Adjustment, Recoupment, Forfeiture
Notwithstanding anything to the contrary contained, in consideration of the grant of this RSU award, you agree that this RSU award and any payments under it will be subject to forfeiture or repayment to the extent provided for in the Pitney Bowes Inc. Compensation Recoupment Policy, as in effect
from time to time, and the Plan. In the event of any inconsistencies between this RSU agreement and any applicable clawback policy, the clawback policy will govern in any and all cases.
Data Privacy
In order for Pitney Bowes to meet its administrative, tax and legal obligations under the Plan, you agree to allow the Company to collect, process and transfer personal data about you, as described below. Such data includes, without limitation, the information provided in the award materials and other personal data such as your name, work address, work telephone, employment status, salary, details of common stock and awards for common stock held or previously made and any other personal data required and relevant to the administration of the Plan, tax compliance and reporting purposes. Because Pitney Bowes is a multinational Company, in the case of non-U.S. residents, such personal data will be transferred to the United States of America and possibly to other locations where Plan administration information collection and processing may occur.

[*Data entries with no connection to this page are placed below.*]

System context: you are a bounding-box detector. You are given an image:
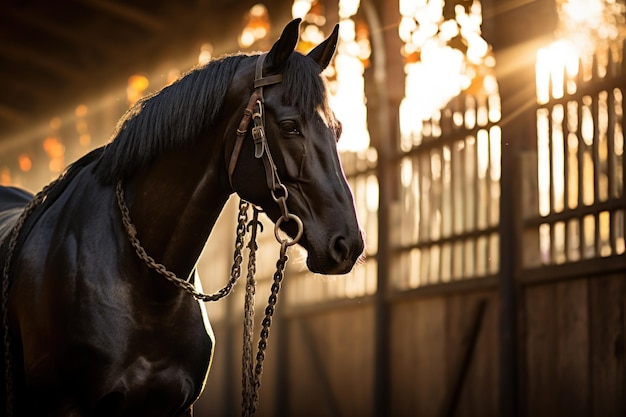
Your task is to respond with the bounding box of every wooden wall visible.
[520,273,626,417]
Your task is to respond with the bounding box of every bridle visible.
[228,53,303,239]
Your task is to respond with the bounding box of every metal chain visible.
[241,208,263,410]
[0,176,64,417]
[242,239,290,417]
[116,180,250,302]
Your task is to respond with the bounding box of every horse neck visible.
[127,138,231,278]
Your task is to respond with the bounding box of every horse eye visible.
[280,120,301,135]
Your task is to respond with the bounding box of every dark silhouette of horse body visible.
[0,20,363,417]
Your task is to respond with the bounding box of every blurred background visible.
[0,0,626,417]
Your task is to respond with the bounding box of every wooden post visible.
[483,0,556,417]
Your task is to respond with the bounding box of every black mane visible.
[94,49,328,183]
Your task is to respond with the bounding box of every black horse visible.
[0,20,363,417]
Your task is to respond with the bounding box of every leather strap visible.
[228,53,283,191]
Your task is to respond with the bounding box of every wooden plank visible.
[286,306,374,417]
[555,279,590,417]
[441,293,498,417]
[521,285,558,417]
[589,274,626,417]
[389,297,447,417]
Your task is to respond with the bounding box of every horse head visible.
[226,19,364,274]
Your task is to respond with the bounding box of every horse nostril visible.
[330,236,350,263]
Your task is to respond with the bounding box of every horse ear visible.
[307,25,339,71]
[265,18,302,72]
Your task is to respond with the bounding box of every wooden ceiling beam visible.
[80,0,167,32]
[4,8,113,52]
[0,42,83,79]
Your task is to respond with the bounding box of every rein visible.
[0,54,303,417]
[116,54,303,417]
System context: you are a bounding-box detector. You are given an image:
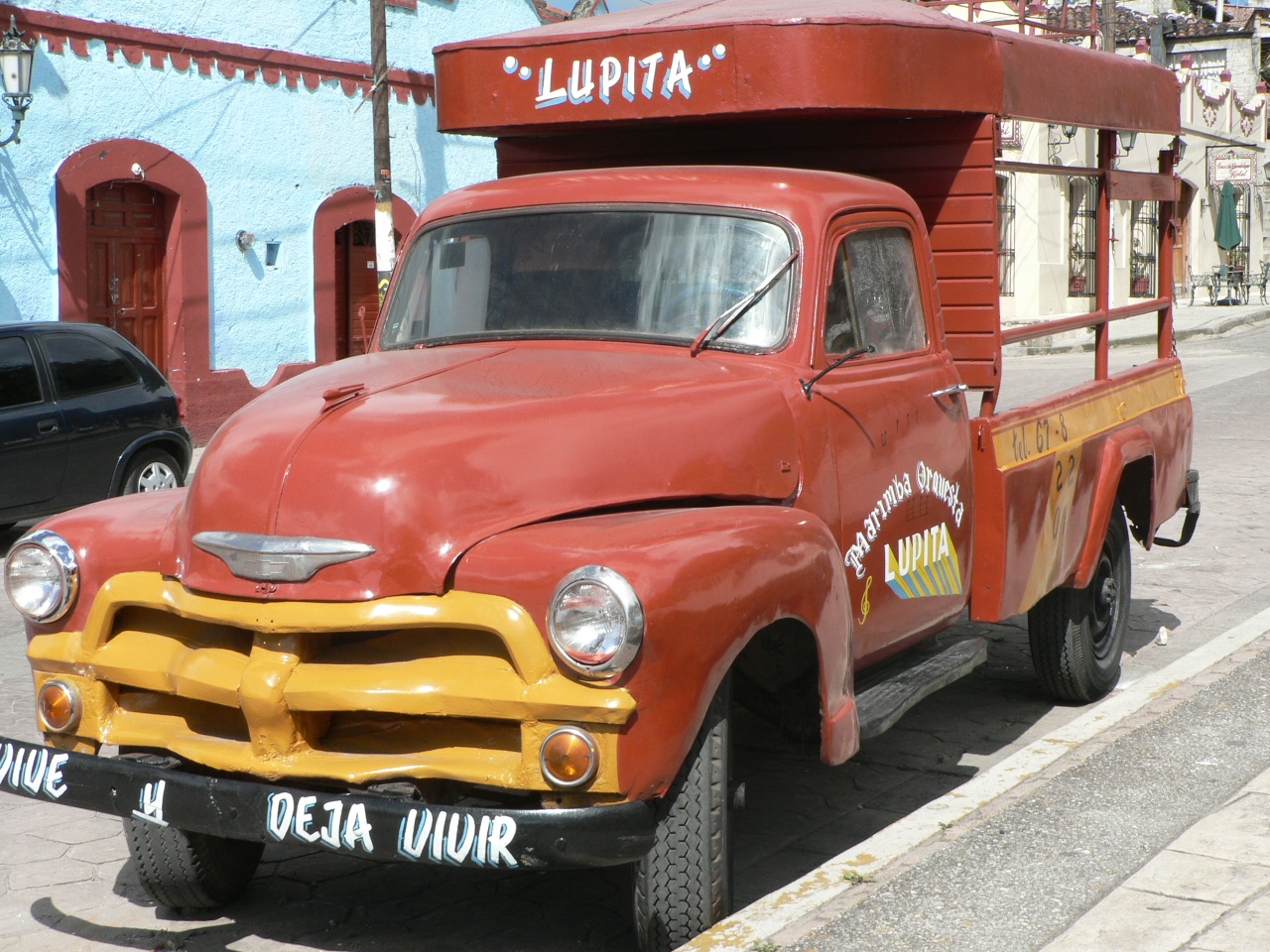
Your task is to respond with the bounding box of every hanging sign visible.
[1207,149,1257,185]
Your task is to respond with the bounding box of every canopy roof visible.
[436,0,1180,136]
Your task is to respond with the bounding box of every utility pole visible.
[371,0,396,307]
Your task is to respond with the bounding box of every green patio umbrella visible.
[1216,181,1243,251]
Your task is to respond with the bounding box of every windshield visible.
[380,210,793,349]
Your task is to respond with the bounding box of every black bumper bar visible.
[0,738,657,870]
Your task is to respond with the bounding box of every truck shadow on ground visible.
[31,600,1178,952]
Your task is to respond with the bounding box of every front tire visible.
[119,449,182,496]
[123,816,264,908]
[1028,504,1133,704]
[635,680,731,952]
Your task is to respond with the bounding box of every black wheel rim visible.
[1089,548,1120,661]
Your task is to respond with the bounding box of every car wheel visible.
[635,680,731,952]
[1028,504,1133,704]
[123,816,264,908]
[119,449,182,495]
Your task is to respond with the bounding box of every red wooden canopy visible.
[436,0,1179,136]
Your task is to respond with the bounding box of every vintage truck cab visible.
[0,0,1198,948]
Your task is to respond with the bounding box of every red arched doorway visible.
[335,218,401,361]
[314,185,417,363]
[83,181,168,368]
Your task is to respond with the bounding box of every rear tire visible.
[119,448,182,496]
[1028,503,1133,704]
[123,816,264,908]
[635,680,731,952]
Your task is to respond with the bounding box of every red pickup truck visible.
[0,0,1199,949]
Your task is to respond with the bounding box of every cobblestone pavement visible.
[0,329,1270,952]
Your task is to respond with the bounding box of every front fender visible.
[453,505,858,798]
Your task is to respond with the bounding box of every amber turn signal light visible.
[38,680,83,734]
[540,727,599,787]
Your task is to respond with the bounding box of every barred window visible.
[1129,202,1160,298]
[997,176,1015,298]
[1067,178,1098,298]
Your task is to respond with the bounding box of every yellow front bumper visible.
[27,572,635,793]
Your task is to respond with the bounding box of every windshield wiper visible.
[799,344,877,400]
[689,251,798,357]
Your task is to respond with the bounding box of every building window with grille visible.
[1067,178,1098,298]
[1129,202,1158,298]
[997,176,1015,298]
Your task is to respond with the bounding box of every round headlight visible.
[4,530,78,622]
[548,565,644,678]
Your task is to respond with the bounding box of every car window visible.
[42,334,141,400]
[825,227,926,354]
[0,337,41,410]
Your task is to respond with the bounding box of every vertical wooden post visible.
[371,0,396,307]
[1156,149,1178,357]
[1093,130,1115,380]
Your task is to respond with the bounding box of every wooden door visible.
[335,219,401,361]
[86,181,168,373]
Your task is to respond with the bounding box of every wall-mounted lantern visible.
[0,17,36,146]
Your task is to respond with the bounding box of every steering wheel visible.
[825,321,856,354]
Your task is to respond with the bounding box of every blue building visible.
[0,0,563,440]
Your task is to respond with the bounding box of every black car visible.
[0,321,193,528]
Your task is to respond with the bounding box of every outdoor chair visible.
[1243,262,1270,303]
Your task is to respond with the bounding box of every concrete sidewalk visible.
[1042,771,1270,952]
[689,588,1270,952]
[1002,303,1270,355]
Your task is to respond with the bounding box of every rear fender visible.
[1071,426,1156,588]
[453,505,858,798]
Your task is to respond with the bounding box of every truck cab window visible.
[825,227,926,354]
[380,209,794,350]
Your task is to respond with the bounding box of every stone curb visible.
[1003,307,1270,357]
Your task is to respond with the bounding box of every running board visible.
[856,638,988,740]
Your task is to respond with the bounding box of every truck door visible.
[812,213,971,666]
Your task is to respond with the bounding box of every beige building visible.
[941,0,1270,325]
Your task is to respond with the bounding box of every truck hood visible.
[164,345,799,600]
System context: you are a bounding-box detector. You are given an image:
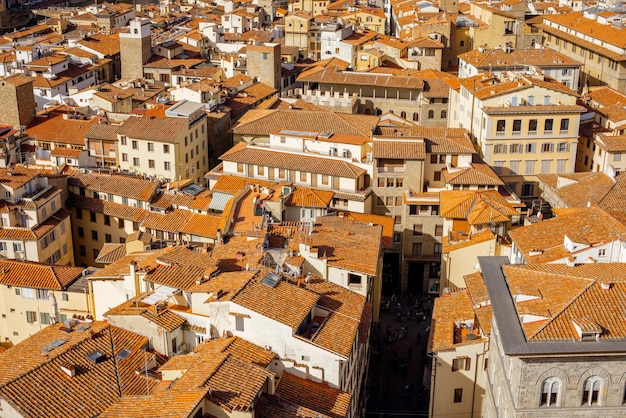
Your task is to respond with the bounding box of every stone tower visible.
[120,18,152,79]
[0,75,37,129]
[439,0,460,15]
[246,44,281,91]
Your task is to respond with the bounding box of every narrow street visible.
[367,296,433,418]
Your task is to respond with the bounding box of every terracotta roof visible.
[0,260,83,290]
[439,190,518,225]
[67,193,148,222]
[509,205,626,263]
[255,373,351,418]
[502,263,626,341]
[537,172,626,211]
[343,211,394,248]
[308,278,371,358]
[298,67,424,90]
[428,289,486,353]
[76,33,120,57]
[372,139,426,160]
[0,322,155,418]
[95,243,126,264]
[459,48,582,69]
[285,187,335,208]
[211,175,276,195]
[68,171,159,202]
[220,142,365,179]
[104,294,187,332]
[117,116,189,143]
[232,274,319,330]
[441,228,496,254]
[443,163,504,186]
[232,109,379,137]
[0,165,39,190]
[85,123,120,141]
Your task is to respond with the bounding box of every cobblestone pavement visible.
[367,296,433,418]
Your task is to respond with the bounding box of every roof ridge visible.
[522,271,597,340]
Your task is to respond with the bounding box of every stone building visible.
[480,257,626,417]
[0,75,36,129]
[120,19,152,79]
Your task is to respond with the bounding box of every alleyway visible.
[367,296,433,418]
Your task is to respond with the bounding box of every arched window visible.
[541,377,560,406]
[582,376,602,405]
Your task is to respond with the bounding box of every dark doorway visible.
[382,253,400,296]
[407,263,424,295]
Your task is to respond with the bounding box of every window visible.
[235,316,244,331]
[543,118,554,132]
[582,376,602,405]
[454,388,463,403]
[39,312,52,325]
[348,273,362,286]
[452,357,471,372]
[26,311,37,324]
[540,377,560,406]
[493,144,506,154]
[522,183,535,196]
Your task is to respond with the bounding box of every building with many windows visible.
[117,100,209,183]
[0,260,92,344]
[450,74,586,204]
[0,166,74,265]
[479,257,626,417]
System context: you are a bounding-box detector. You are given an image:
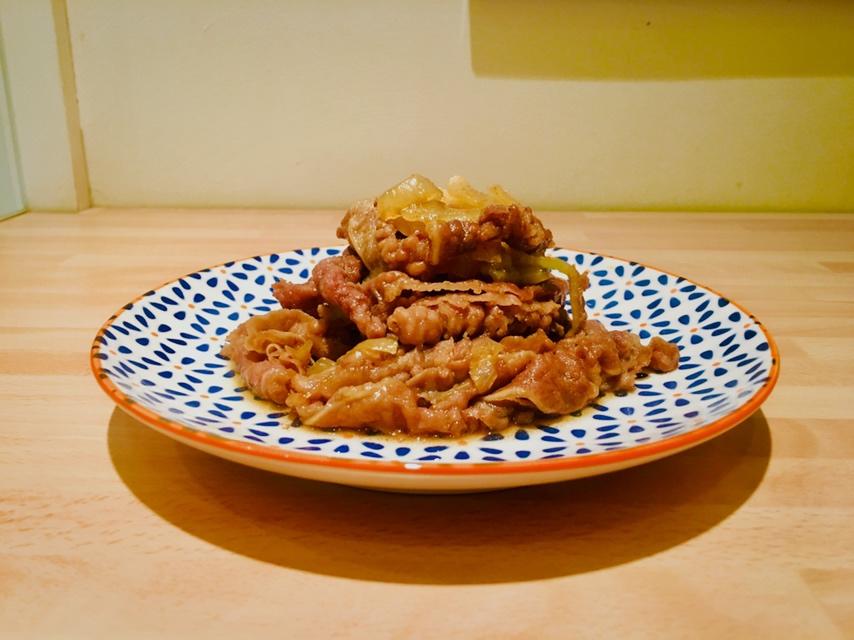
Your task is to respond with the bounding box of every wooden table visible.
[0,209,854,639]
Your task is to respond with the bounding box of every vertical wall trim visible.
[51,0,92,211]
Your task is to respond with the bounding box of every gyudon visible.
[223,175,678,436]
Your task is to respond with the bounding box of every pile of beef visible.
[223,176,678,436]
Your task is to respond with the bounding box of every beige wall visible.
[0,0,77,211]
[15,0,854,209]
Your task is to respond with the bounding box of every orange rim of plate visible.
[89,247,780,476]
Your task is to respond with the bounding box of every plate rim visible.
[89,245,780,476]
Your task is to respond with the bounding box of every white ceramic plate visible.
[91,247,779,492]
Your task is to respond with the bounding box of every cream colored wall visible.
[56,0,854,210]
[0,0,78,211]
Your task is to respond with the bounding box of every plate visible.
[91,247,779,492]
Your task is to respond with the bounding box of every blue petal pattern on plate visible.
[93,247,772,464]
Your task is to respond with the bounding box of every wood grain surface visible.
[0,209,854,639]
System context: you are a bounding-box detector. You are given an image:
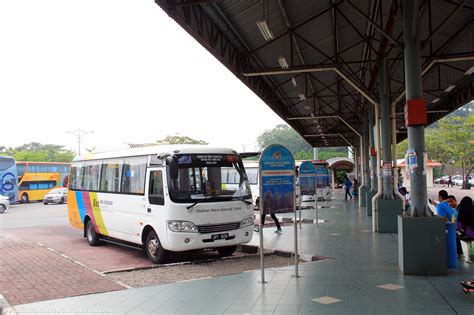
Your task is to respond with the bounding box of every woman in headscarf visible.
[456,197,474,258]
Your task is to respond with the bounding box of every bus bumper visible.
[162,226,254,252]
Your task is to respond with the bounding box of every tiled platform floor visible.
[7,194,474,314]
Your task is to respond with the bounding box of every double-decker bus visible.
[0,156,18,202]
[68,145,254,263]
[17,162,70,203]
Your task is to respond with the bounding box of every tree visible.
[433,114,474,188]
[156,134,209,144]
[257,124,311,155]
[257,124,347,160]
[2,142,75,162]
[397,114,474,187]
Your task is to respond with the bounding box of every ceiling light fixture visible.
[444,84,456,93]
[257,20,274,42]
[291,78,298,87]
[278,57,289,69]
[464,66,474,75]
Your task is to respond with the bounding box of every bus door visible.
[146,168,165,216]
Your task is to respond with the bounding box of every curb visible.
[102,245,330,276]
[0,294,18,315]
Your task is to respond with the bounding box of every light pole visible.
[66,129,94,155]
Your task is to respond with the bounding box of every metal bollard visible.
[446,222,458,269]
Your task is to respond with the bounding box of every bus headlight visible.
[240,215,254,228]
[168,221,198,233]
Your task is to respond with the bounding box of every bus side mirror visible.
[167,156,179,179]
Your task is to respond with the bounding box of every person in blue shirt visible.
[344,176,352,200]
[430,190,453,222]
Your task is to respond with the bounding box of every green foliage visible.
[397,114,474,183]
[257,124,312,157]
[156,135,209,144]
[257,124,347,160]
[1,142,75,162]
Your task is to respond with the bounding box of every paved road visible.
[0,202,69,230]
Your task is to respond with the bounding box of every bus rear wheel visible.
[145,230,165,264]
[86,220,100,246]
[217,245,237,257]
[21,193,30,203]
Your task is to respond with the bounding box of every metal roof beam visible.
[347,0,403,48]
[392,54,474,106]
[250,7,331,54]
[421,0,468,49]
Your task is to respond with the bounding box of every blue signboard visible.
[299,161,316,195]
[259,144,295,214]
[315,165,328,188]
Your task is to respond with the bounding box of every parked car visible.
[434,175,449,185]
[0,196,10,213]
[453,175,474,186]
[43,188,67,205]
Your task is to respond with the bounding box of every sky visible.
[0,0,284,151]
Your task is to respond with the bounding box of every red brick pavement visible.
[8,226,152,272]
[0,236,124,305]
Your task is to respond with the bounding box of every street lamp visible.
[66,129,94,155]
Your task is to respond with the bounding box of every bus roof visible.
[16,161,71,165]
[74,144,238,162]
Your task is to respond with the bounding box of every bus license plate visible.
[211,233,229,241]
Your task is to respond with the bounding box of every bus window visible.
[148,171,165,205]
[121,157,147,194]
[16,164,26,179]
[82,164,100,191]
[100,160,123,192]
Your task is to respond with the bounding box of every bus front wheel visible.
[217,245,237,257]
[21,193,30,203]
[145,230,165,264]
[86,220,100,246]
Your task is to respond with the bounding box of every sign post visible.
[299,161,319,228]
[259,144,298,283]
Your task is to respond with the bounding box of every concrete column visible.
[366,106,378,217]
[359,114,370,207]
[379,59,393,199]
[402,0,431,217]
[369,107,377,192]
[363,113,371,189]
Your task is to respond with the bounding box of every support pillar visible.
[366,107,377,217]
[359,115,370,207]
[377,59,403,233]
[398,0,447,276]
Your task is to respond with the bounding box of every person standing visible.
[352,178,359,199]
[456,197,474,258]
[430,189,453,222]
[446,195,464,258]
[344,176,352,200]
[400,187,411,213]
[255,196,283,233]
[448,174,454,188]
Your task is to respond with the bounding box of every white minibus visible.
[68,145,254,263]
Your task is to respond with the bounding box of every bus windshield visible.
[167,154,252,203]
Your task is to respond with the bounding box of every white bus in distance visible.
[68,145,254,263]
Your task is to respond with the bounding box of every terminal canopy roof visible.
[155,0,474,147]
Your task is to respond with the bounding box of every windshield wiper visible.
[232,197,253,205]
[186,196,212,210]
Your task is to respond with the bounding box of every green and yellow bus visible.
[16,162,71,203]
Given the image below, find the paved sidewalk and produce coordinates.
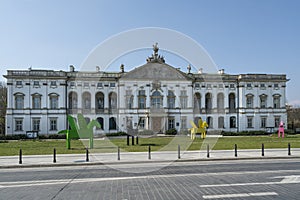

Your agreement to collect, use, store and transfer any such personal data extends to Pitney Bowes Inc. and any of its subsidiaries, any outside third-party plan administrators as selected by the Company and any other person that the Company may engage in the administration of the Plan. You may exercise your right to access and correct your personal data at any time by contacting your local human resources representative or by accessing Workday, where available. By accepting the RSUs, you agree to the collection, use, and storage of your personal data for purposes described in this award. If you do not agree, you may revoke the award by contacting your local Human Resources Representative.
Amendment, Modification or Termination and Adjustment for Errors
This RSU award and this RSU agreement are subject to amendment, modification or termination by the Company at any time as provided in the Plan. The Company reserves the right to correct any administrative error in this RSU agreement.
Terms of the 2024 Stock Plan
These RSUs are subject to the terms of the Plan. In the event of any conflict between the provisions of the Plan and the provisions of this RSU agreement, the provisions of the Plan shall govern. You hereby accept as final, conclusive and binding any decisions by the Committee with respect to the interpretation or administration of the Plan and this RSU agreement. A copy of the Plan and further information concerning the Plan is available on the Company’s intranet.
By acceptance of this RSU agreement, you agree to accept the terms of the RSU award as set forth herein and in the Plan.